In [1]:
import numpy as np
import matplotlib.pyplot as plt
import pandas as pd
import tensorflow as tf
from tensorflow import keras

import os
import time

In [2]:
# from google.colab import files

# files.upload()

Saving Seinfeld_transcripts.txt to Seinfeld_transcripts.txt




In [3]:
path_to_transcripts = 'Seinfeld_transcripts.txt'
text = open(path_to_transcripts, 'rb').read().decode(encoding='utf-8')

f'Length of text: {len(text)}'

'Length of text: 4405981'

In [4]:
vocab = sorted(set(text))

f'Number of unique characters: {len(vocab)}'

'Number of unique characters: 95'

Next, a function to convert to utf-8.

In [5]:
ids_from_chars = keras.layers.experimental.preprocessing.StringLookup(
    vocabulary=list(vocab)
)
ids = ids_from_chars(tf.strings.unicode_split(
    [['abcd'], ['ABCD']],
    input_encoding='UTF-8')
)
ids

<tf.RaggedTensor [[[66, 67, 68, 69]], [[35, 36, 37, 38]]]>

And the reverse.

In [6]:
chars_from_ids = keras.layers.experimental.preprocessing.StringLookup(
    vocabulary=ids_from_chars.get_vocabulary(), 
    invert=True
)

chars_from_ids(ids)

<tf.RaggedTensor [[[b'a', b'b', b'c', b'd']], [[b'A', b'B', b'C', b'D']]]>

Next, building a list of ids from our entire text.

In [7]:
all_ids = ids_from_chars(tf.strings.unicode_split(text, 'UTF-8'))
all_ids

<tf.Tensor: shape=(4405981,), dtype=int64, numpy=array([ 3,  2,  3, ..., 38,  2,  3])>

In [8]:
ids_dataset = tf.data.Dataset.from_tensor_slices(all_ids)

for ids in ids_dataset.take(10):
    print(chars_from_ids(ids).numpy().decode('utf-8'))

 


 


 
G
O
O
D
 


Set the maximum length of sequences to 100 (this can be tuned).

In [9]:
seq_length = 100
examples_per_epoch = len(text) // (seq_length+1)

In [10]:
sequences = ids_dataset.batch(seq_length+1, drop_remainder=True)
for seq in sequences.take(1):
    print(chars_from_ids(seq))

tf.Tensor(
[b' ' b'\n' b' ' b'\n' b' ' b'G' b'O' b'O' b'D' b' ' b'N' b'E' b'W' b'S'
 b',' b' ' b'B' b'A' b'D' b' ' b'N' b'E' b'W' b'S' b'\n' b'\n' b'\n' b'\n'
 b' ' b'W' b'r' b'i' b't' b't' b'e' b'n' b' ' b'b' b'y' b'\n' b'\n' b' '
 b'L' b'a' b'r' b'r' b'y' b' ' b'D' b'a' b'v' b'i' b'd' b' ' b'&' b' '
 b'J' b'e' b'r' b'r' b'y' b' ' b'S' b'e' b'i' b'n' b'f' b'e' b'l' b'd'
 b'\n' b'\n' b'\n' b'\n' b'\n' b' ' b'\n' b' ' b'(' b'C' b'o' b'm' b'e'
 b'd' b'y' b' ' b'c' b'l' b'u' b'b' b')' b'\n' b'\n' b' ' b'\n' b' ' b'J'
 b'E' b'R' b'R' b'Y'], shape=(101,), dtype=string)

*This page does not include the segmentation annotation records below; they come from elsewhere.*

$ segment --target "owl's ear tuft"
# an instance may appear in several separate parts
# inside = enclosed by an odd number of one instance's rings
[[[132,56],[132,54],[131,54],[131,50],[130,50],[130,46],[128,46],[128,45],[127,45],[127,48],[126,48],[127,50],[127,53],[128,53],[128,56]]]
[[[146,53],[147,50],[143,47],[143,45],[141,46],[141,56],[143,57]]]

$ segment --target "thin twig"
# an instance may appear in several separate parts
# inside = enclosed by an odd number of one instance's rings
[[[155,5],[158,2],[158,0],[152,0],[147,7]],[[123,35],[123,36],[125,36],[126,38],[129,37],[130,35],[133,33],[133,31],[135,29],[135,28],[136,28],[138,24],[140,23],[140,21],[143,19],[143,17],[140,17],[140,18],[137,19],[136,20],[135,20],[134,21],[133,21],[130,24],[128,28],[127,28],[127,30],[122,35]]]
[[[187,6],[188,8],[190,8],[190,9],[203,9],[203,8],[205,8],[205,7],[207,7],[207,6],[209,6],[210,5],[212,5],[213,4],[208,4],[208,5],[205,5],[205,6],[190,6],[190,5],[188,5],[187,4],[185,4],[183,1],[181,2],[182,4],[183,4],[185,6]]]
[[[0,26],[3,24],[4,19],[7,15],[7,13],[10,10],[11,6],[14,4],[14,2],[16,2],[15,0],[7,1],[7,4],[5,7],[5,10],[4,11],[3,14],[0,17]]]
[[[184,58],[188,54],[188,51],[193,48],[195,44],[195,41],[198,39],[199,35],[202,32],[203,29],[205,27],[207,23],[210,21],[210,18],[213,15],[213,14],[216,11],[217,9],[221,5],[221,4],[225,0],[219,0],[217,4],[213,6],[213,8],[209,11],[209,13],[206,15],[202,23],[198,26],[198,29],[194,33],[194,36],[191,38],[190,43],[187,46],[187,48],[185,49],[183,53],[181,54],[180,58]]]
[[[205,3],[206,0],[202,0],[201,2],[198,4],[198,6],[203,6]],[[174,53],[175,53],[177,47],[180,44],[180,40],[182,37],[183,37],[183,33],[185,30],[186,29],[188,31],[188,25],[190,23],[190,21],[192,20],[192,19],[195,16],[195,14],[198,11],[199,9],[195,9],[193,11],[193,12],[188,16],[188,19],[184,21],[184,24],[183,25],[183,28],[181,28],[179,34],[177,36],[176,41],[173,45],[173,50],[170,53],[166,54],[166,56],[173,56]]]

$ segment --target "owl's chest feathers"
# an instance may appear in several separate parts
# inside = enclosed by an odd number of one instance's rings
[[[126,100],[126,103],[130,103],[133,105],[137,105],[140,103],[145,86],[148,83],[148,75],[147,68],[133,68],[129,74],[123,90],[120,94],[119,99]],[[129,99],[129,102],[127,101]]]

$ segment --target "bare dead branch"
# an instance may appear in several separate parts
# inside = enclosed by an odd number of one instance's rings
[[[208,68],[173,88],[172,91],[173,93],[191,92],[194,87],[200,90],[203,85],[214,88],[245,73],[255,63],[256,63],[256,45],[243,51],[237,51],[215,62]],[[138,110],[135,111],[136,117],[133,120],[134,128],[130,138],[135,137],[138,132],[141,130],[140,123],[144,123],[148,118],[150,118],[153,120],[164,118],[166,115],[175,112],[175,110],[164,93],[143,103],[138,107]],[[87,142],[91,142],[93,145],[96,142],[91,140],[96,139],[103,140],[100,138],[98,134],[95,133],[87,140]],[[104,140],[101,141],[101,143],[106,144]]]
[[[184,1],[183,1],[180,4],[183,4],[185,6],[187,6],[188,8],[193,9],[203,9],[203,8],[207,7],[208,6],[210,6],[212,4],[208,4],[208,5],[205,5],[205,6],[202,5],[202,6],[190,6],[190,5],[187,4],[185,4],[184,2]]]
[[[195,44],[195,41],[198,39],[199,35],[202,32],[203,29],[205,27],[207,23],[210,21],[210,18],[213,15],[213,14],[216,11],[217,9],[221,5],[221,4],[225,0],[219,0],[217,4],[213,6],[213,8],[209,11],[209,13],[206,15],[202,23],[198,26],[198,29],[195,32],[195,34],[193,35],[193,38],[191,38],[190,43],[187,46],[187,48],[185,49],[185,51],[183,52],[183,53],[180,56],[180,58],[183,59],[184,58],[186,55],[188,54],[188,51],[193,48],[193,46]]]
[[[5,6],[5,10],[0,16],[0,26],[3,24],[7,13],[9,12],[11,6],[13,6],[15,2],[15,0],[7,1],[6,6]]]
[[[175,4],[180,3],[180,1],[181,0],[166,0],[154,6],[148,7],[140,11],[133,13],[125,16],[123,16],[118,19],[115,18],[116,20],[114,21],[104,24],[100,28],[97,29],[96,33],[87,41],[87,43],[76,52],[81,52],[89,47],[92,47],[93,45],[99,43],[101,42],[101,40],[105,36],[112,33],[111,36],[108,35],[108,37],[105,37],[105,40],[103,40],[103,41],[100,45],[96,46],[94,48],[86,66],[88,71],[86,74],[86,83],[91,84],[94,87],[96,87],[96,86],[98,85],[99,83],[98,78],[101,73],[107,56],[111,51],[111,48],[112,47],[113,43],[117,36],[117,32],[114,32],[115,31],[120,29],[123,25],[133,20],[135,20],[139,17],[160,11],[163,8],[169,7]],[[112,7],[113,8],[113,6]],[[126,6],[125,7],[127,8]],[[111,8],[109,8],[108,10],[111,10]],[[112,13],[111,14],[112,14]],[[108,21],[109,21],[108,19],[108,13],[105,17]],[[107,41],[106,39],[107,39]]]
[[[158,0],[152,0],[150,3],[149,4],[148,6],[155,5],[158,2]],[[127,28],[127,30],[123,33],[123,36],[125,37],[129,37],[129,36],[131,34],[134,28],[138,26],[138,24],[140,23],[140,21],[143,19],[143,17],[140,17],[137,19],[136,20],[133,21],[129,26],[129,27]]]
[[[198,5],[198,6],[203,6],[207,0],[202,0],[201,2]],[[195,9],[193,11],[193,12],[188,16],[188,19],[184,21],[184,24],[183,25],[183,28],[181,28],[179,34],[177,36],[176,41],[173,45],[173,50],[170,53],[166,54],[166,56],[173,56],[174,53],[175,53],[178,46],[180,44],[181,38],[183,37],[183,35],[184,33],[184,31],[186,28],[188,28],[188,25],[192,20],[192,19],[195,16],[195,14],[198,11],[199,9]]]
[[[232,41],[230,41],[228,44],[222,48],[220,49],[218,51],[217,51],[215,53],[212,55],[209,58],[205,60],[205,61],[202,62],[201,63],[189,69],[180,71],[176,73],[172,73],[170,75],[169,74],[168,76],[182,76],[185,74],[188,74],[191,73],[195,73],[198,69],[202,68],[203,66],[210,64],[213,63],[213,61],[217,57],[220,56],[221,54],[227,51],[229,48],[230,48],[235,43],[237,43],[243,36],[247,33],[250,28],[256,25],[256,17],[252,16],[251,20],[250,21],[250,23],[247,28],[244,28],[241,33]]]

Helper function to get actual text instead of a list of chars.

In [11]:
def text_from_ids(ids):
    return tf.strings.reduce_join(chars_from_ids(ids), axis=-1)

In [12]:
for seq in sequences.take(1):
    print(text_from_ids(seq))

tf.Tensor(b' \n \n GOOD NEWS, BAD NEWS\n\n\n\n Written by\n\n Larry David & Jerry Seinfeld\n\n\n\n\n \n (Comedy club)\n\n \n JERRY', shape=(), dtype=string)

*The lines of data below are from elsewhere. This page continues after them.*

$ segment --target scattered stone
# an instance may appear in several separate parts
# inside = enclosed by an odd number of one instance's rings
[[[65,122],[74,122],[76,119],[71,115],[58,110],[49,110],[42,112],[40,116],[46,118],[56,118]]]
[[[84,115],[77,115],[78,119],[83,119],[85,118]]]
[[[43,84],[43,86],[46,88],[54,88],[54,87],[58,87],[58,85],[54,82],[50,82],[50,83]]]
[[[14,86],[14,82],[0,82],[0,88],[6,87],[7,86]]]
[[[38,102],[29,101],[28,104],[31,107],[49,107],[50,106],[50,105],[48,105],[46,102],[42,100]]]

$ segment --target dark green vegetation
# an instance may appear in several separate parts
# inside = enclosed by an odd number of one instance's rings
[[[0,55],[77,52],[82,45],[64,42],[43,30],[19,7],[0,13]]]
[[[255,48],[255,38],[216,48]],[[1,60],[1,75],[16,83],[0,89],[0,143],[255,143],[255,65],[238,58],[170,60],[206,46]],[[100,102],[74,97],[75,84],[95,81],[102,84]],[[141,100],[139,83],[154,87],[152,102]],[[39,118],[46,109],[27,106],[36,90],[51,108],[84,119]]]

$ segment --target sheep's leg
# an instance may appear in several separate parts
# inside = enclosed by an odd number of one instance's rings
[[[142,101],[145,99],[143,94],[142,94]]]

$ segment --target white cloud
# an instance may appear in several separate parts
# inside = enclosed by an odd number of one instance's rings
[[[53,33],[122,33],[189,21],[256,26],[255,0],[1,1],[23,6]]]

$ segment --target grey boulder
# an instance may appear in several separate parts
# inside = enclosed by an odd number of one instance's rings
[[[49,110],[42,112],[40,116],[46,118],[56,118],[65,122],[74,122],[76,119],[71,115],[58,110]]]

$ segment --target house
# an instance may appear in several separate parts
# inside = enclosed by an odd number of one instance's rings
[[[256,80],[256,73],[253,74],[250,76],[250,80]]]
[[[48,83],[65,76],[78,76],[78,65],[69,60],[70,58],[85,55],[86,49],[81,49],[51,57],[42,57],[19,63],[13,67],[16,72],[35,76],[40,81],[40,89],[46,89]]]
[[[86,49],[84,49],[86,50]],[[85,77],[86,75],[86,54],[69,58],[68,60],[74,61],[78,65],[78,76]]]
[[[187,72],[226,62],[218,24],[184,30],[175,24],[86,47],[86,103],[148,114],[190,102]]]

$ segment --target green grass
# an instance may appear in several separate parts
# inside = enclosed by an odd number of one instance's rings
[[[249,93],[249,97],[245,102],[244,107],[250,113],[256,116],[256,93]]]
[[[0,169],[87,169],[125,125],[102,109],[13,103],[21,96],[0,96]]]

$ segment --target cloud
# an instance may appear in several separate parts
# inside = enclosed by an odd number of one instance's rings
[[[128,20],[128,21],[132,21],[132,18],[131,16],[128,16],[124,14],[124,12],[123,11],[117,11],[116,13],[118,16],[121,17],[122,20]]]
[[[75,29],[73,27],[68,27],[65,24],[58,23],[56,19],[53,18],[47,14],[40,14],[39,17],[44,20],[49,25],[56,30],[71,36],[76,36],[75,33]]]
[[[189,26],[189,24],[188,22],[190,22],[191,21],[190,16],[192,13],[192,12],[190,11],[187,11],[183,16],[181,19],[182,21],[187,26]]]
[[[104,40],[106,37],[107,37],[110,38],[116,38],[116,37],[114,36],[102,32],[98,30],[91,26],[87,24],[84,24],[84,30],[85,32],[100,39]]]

Offset the sequences by 1 in order to build the inputs and targets.

In [13]:
def split_input_target(sequence):
    input_text = sequence[:-1]
    target_text = sequence[1:]
    return input_text, target_text

split_input_target(list('Seinfeld'))

(['S', 'e', 'i', 'n', 'f', 'e', 'l'], ['e', 'i', 'n', 'f', 'e', 'l', 'd'])

In [14]:
dataset = sequences.map(split_input_target)

In [15]:
for input_example, target_example in dataset.take(1):
    print('Input: ', text_from_ids(input_example).numpy())
    print('Target: ', text_from_ids(target_example).numpy())

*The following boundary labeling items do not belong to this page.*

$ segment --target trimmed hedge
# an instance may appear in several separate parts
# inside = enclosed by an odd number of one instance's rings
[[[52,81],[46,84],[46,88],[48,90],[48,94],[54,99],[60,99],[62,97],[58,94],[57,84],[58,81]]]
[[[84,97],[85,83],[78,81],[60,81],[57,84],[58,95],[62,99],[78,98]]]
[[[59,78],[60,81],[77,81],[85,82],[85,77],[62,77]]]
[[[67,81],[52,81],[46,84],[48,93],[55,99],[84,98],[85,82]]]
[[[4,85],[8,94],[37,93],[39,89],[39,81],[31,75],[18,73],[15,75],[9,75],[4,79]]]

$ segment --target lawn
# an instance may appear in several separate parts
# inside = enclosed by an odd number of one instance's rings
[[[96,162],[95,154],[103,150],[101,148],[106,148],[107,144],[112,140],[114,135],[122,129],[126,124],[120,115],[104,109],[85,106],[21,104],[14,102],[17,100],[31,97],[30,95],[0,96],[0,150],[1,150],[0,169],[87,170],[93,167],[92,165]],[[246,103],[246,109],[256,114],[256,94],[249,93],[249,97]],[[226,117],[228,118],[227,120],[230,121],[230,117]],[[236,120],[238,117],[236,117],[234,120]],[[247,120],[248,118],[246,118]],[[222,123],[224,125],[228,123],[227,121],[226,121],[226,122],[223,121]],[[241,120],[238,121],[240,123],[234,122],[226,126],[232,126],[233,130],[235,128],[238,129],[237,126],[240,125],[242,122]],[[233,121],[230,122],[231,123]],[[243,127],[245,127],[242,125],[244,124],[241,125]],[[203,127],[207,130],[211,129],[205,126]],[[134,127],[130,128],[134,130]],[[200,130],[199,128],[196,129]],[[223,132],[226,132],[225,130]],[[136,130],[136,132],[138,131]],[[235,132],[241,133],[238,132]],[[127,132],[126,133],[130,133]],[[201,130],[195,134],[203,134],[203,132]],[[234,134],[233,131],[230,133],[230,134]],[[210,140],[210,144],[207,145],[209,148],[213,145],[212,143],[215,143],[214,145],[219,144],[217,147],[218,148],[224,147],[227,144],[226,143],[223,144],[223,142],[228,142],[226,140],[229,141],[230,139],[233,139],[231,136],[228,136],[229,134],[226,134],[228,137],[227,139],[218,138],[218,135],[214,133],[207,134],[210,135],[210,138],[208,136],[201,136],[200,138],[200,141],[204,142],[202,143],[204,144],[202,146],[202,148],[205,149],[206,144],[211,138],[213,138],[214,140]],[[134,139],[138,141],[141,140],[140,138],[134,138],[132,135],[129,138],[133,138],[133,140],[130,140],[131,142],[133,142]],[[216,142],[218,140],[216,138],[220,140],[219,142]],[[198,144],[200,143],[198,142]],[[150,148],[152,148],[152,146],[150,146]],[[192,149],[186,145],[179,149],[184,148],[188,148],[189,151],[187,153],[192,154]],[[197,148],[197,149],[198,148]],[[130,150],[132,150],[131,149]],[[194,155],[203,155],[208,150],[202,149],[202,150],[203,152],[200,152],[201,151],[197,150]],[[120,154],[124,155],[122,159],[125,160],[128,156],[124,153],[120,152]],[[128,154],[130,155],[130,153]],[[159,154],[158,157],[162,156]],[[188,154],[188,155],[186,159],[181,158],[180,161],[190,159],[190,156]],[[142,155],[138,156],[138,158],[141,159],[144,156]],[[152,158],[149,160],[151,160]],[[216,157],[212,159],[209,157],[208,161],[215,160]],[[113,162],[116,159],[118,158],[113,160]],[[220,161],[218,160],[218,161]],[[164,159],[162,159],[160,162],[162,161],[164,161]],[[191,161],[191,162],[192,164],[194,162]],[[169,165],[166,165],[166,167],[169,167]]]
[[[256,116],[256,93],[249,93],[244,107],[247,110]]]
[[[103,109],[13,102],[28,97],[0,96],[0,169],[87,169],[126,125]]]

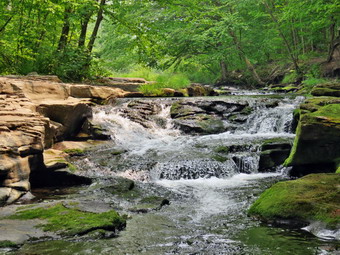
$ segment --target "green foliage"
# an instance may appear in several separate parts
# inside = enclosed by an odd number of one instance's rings
[[[285,77],[282,80],[283,84],[286,83],[294,83],[296,82],[297,74],[294,70],[292,70],[290,73],[286,74]]]
[[[159,73],[153,76],[155,82],[141,85],[139,91],[146,96],[164,96],[165,88],[181,90],[190,85],[190,80],[184,74]]]
[[[218,147],[216,147],[214,149],[214,152],[217,152],[217,153],[228,153],[229,152],[229,147],[224,146],[224,145],[220,145],[220,146],[218,146]]]
[[[340,223],[339,181],[339,174],[311,174],[277,183],[266,190],[248,212],[265,220],[319,220],[336,227]]]
[[[90,213],[69,209],[62,204],[18,211],[9,218],[47,220],[46,224],[41,225],[44,231],[58,232],[65,236],[82,235],[96,229],[121,230],[126,224],[126,219],[114,210]]]
[[[181,73],[192,82],[243,85],[253,83],[254,70],[268,63],[325,58],[329,28],[340,22],[336,0],[106,1],[92,52],[100,8],[93,0],[2,1],[0,73],[36,71],[70,81],[143,66]],[[308,75],[319,78],[318,72],[315,65]],[[156,80],[151,73],[133,76]]]

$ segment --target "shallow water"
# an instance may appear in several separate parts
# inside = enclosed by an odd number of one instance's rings
[[[264,104],[278,99],[218,98],[245,100],[256,111],[233,132],[203,136],[181,134],[170,120],[168,101],[154,100],[162,106],[156,116],[162,125],[151,122],[151,128],[122,115],[126,102],[98,107],[94,120],[109,129],[113,142],[75,162],[96,182],[72,199],[104,201],[129,214],[119,237],[39,241],[9,254],[339,254],[336,241],[261,224],[246,214],[261,192],[287,178],[283,168],[258,173],[259,148],[268,139],[293,140],[292,111],[301,98],[281,98],[271,108]],[[234,148],[223,162],[212,157],[219,146]],[[135,180],[143,196],[168,198],[170,205],[146,214],[129,212],[135,201],[101,191],[117,176]]]

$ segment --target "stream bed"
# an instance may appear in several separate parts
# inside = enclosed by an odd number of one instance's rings
[[[112,141],[74,160],[94,183],[48,197],[94,203],[99,211],[116,209],[129,215],[126,229],[115,238],[38,240],[0,254],[339,254],[337,241],[247,216],[266,188],[288,179],[289,169],[280,166],[259,172],[260,148],[265,141],[293,141],[293,110],[302,98],[218,97],[246,102],[253,111],[238,126],[217,134],[183,133],[170,118],[170,107],[179,99],[141,100],[159,108],[142,124],[127,113],[131,101],[126,99],[95,109],[94,122],[108,130]],[[223,119],[226,126],[228,118]],[[117,178],[133,180],[134,191],[108,192]],[[150,197],[169,203],[140,207]]]

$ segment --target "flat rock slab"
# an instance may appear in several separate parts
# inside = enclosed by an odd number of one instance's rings
[[[37,228],[41,220],[0,220],[0,241],[11,241],[16,244],[26,242],[31,238],[55,237],[54,233],[44,232]]]

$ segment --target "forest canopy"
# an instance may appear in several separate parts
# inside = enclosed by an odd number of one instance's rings
[[[0,74],[81,81],[152,68],[261,85],[287,67],[316,77],[304,64],[332,61],[339,13],[338,0],[2,0]]]

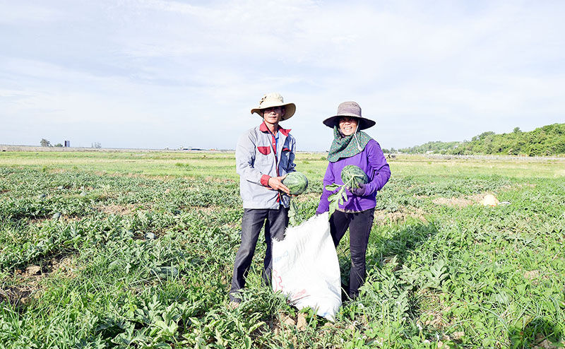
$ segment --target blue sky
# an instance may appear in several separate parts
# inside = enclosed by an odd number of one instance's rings
[[[383,148],[565,122],[562,1],[0,0],[0,144],[233,149],[263,94],[299,150],[355,100]]]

Input:  b' \n \n GOOD NEWS, BAD NEWS\n\n\n\n Written by\n\n Larry David & Jerry Seinfeld\n\n\n\n\n \n (Comedy club)\n\n \n JERR'
Target:  b'\n \n GOOD NEWS, BAD NEWS\n\n\n\n Written by\n\n Larry David & Jerry Seinfeld\n\n\n\n\n \n (Comedy club)\n\n \n JERRY'


Since tf.data can work with potentially infinite sequences, a BUFFER_SIZE is given, so it doesn't shuffle the entire sequence, just the parts in the buffer.

In [16]:
BATCH_SIZE = 64
BUFFER_SIZE = 10000

dataset = (
    dataset.shuffle(BUFFER_SIZE)
      .batch(BATCH_SIZE, drop_remainder=True)
      .prefetch(tf.data.experimental.AUTOTUNE)
)

dataset

<PrefetchDataset shapes: ((64, 100), (64, 100)), types: (tf.int64, tf.int64)>

In [28]:
vocab_size = len(vocab)
embedding_dim = 256
rnn_units = 1024

In [37]:
class GruModel(tf.keras.Model):
    def __init__(self, vocab_size, embedding_dim, rnn_units):
        super().__init__(self)
        self.embedding = keras.layers.Embedding(vocab_size, embedding_dim)
        self.gru = keras.layers.GRU(rnn_units, return_sequences=True, return_state=True, dropout=0.2)
        self.dense = keras.layers.Dense(vocab_size)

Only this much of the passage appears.